We sought to determine whether implementation of the MassHealth program affected homeless adults entering substance use disorder treatment programs in Massachusetts to the same degree as it affected the housed population. Results demonstrated an increase in Medicaid enrollment among the homeless as well as the housed. Overall, the increase in individuals entering substance abuse treatment programs who were Medicare enrollees was more than 21% following implementation, with an additional average increase of more than 5% per year during each of the 12 years after implementation. Our comparison of rates of Medicaid coverage among individuals entering substance abuse treatments in Massachusetts and in other states suggested that the increase in coverage was specific to Massachusetts, providing evidence that the MassHealth policy was the cause of this change.

Homeless and housed adults were equally affected by this policy, a surprising, although encouraging, finding, in light of previous research documenting difficulties enrolling marginalized populations, including homeless adults.16,20–24 However, previous reports that examined Medicaid enrollment in marginalized populations relied on descriptive reports or studies from states other than Massachusetts; no previous large-scale quantitative evaluation of this issue was conducted in Massachusetts. Therefore, our study provides an important contribution to the limited research available.

It is possible that the increased Medicaid enrollment of homeless substance-abusing adults was a result of the outreach initiatives developed to increase ease of enrollment in MassHealth. The state formed collaborations with both community organizations and primary care providers, so that they could inform eligible clients about the program and assist in enrolling them. Similarly, media campaigns specifically targeted newly eligible Massachusetts residents who may have been less likely to know about this policy change. Finally, the state created a toll-free phone number to answer individuals' questions.16 Our findings provide justification for the use of similar outreach initiatives in states that choose to expand their Medicaid programs in 2014.

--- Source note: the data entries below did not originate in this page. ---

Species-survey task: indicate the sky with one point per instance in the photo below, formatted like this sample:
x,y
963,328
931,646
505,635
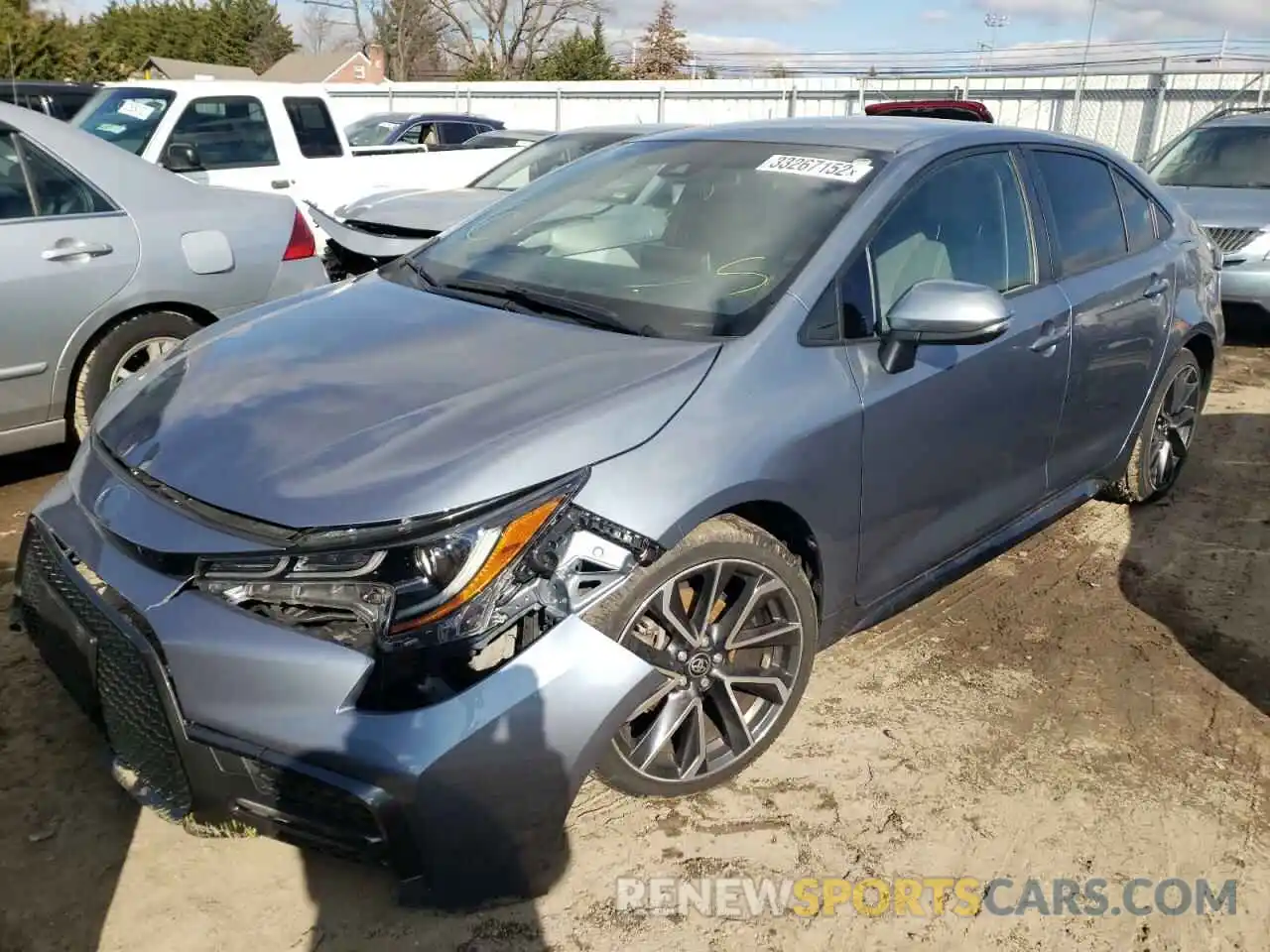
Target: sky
x,y
734,30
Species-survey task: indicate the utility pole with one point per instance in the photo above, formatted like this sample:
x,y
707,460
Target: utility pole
x,y
1084,62
993,22
352,7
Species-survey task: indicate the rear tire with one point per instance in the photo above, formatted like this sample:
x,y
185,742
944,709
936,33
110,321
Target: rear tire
x,y
126,348
1162,445
735,664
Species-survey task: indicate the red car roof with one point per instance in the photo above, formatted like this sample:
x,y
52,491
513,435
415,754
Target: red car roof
x,y
964,109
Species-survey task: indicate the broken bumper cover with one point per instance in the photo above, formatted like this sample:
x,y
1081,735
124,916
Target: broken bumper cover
x,y
216,714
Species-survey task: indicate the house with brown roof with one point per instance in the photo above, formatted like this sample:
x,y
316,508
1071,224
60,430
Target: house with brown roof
x,y
163,67
339,66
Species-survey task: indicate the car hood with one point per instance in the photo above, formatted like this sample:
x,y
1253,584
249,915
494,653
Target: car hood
x,y
1224,207
420,209
372,402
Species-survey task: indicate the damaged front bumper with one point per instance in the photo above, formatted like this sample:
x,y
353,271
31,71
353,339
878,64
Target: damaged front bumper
x,y
353,248
217,715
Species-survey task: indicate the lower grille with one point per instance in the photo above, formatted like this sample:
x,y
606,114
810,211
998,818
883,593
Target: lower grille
x,y
317,802
136,725
56,647
1230,240
125,698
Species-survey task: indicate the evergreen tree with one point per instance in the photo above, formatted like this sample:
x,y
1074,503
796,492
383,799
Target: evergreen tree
x,y
579,56
663,53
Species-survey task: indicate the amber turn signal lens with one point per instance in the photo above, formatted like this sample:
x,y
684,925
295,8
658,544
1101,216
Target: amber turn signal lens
x,y
511,543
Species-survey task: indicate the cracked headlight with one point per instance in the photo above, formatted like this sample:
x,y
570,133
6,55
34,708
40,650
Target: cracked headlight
x,y
390,587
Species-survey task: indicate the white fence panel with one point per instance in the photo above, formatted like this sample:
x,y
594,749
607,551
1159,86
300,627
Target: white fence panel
x,y
1133,113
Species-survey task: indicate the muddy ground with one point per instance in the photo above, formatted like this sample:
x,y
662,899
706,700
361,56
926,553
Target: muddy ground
x,y
1091,703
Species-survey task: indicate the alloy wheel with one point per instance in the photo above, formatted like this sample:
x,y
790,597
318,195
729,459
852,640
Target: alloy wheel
x,y
728,640
137,358
1174,428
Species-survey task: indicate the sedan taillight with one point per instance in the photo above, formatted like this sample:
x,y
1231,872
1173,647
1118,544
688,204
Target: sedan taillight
x,y
303,243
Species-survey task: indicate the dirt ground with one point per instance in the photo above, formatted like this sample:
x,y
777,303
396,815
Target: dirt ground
x,y
1091,703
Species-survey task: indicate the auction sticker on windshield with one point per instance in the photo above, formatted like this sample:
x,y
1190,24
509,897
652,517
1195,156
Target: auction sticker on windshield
x,y
833,169
136,109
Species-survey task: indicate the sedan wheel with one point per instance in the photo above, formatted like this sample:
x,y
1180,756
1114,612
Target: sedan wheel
x,y
1162,445
126,349
1175,426
141,356
733,638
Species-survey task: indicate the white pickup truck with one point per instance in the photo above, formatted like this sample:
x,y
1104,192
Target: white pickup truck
x,y
264,136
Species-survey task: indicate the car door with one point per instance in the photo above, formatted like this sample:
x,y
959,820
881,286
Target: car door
x,y
235,144
1120,281
68,249
955,445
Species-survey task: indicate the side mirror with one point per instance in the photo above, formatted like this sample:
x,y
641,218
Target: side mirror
x,y
942,312
182,157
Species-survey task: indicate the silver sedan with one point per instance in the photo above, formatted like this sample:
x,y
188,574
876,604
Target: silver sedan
x,y
108,262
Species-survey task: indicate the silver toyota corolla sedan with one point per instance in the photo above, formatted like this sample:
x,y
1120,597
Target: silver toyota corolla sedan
x,y
1219,172
397,563
107,262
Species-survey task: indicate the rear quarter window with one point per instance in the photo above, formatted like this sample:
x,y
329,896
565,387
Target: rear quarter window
x,y
316,131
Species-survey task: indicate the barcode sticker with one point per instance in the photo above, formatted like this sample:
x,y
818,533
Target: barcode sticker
x,y
834,169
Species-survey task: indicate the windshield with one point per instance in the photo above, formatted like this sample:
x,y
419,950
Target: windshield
x,y
541,158
671,238
126,117
1218,157
373,130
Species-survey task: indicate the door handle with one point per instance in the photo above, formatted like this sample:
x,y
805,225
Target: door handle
x,y
1048,340
75,249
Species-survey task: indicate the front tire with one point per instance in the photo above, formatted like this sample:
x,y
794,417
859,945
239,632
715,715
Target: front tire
x,y
729,619
1162,445
127,348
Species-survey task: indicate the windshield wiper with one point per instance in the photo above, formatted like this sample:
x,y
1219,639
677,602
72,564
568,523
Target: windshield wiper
x,y
545,303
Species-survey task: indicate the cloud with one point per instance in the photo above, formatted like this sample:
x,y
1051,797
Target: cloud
x,y
1129,19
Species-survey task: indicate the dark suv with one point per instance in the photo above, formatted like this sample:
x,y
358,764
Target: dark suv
x,y
58,99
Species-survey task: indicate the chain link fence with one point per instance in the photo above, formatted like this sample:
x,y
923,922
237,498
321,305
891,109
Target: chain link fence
x,y
1143,119
1137,114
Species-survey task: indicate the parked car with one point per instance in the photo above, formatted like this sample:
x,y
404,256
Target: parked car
x,y
1219,172
550,495
964,109
111,262
276,137
503,139
431,130
373,230
58,99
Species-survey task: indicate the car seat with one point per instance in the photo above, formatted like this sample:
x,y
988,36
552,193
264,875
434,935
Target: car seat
x,y
910,248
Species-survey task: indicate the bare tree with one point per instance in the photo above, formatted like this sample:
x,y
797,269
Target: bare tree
x,y
503,37
318,27
411,35
340,22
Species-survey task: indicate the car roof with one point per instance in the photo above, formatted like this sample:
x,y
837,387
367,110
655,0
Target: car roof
x,y
126,178
630,128
881,134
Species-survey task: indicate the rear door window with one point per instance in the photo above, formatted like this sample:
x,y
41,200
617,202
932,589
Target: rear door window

One of the major strengths of our study was that it included a large sample of homeless adults, a group that is especially difficult to reach but particularly important to study because of the many public health challenges homeless people face.27–30,44 The overall sample from which the data were drawn comprised nearly 960 000 admissions in Massachusetts and more than 6.5 million admissions from other states, increasing the generalizability of our results. Another strength was the interrupted time-series design, which is believed to be among the strongest quasi-experimental methods to estimate effects when randomization is not possible. This method minimizes threats to internal validity, such as maturation and history, and helps to control for preexisting trends in the outcome variable, Medicaid coverage. Although in interrupted time-series studies it is often difficult to separate out the effects of secular trends, we addressed this problem by comparing trends in Massachusetts to those in other states and the District of Columbia combined and in 3 states most similar to Massachusetts in size and other characteristics.39,40

Limitations

The TEDS data set records only individuals entering substance abuse treatment, so our findings may not be generalizable to the general population of Massachusetts or even to substance-abusing adults who are not in treatment. In studies of hard-to-reach populations, those least likely to be surveyed often have more severe problems, which contributes to the difficulties in reaching them.45,46 It is reasonable to assume that individuals entering treatment, particularly those who are homeless, possess a certain level of stability distinguishing them from those who do not enter treatment. Future studies need to examine community samples of homeless substance abusers to assess whether this trend is comparable to our observations in the treatment sample. TEDS is also limited to treatment admissions from facilities that receive federal funding. Many patients may receive substance abuse treatment in other settings, such as general medical or mental health facilities, emergency departments, or private practices. It is possible that our findings will not generalize to recipients of treatment in these other types of facilities. However, with the exception of emergency departments,4 homeless individuals are unlikely to be treated in such facilities. Therefore, this limitation probably did not significantly affect our results.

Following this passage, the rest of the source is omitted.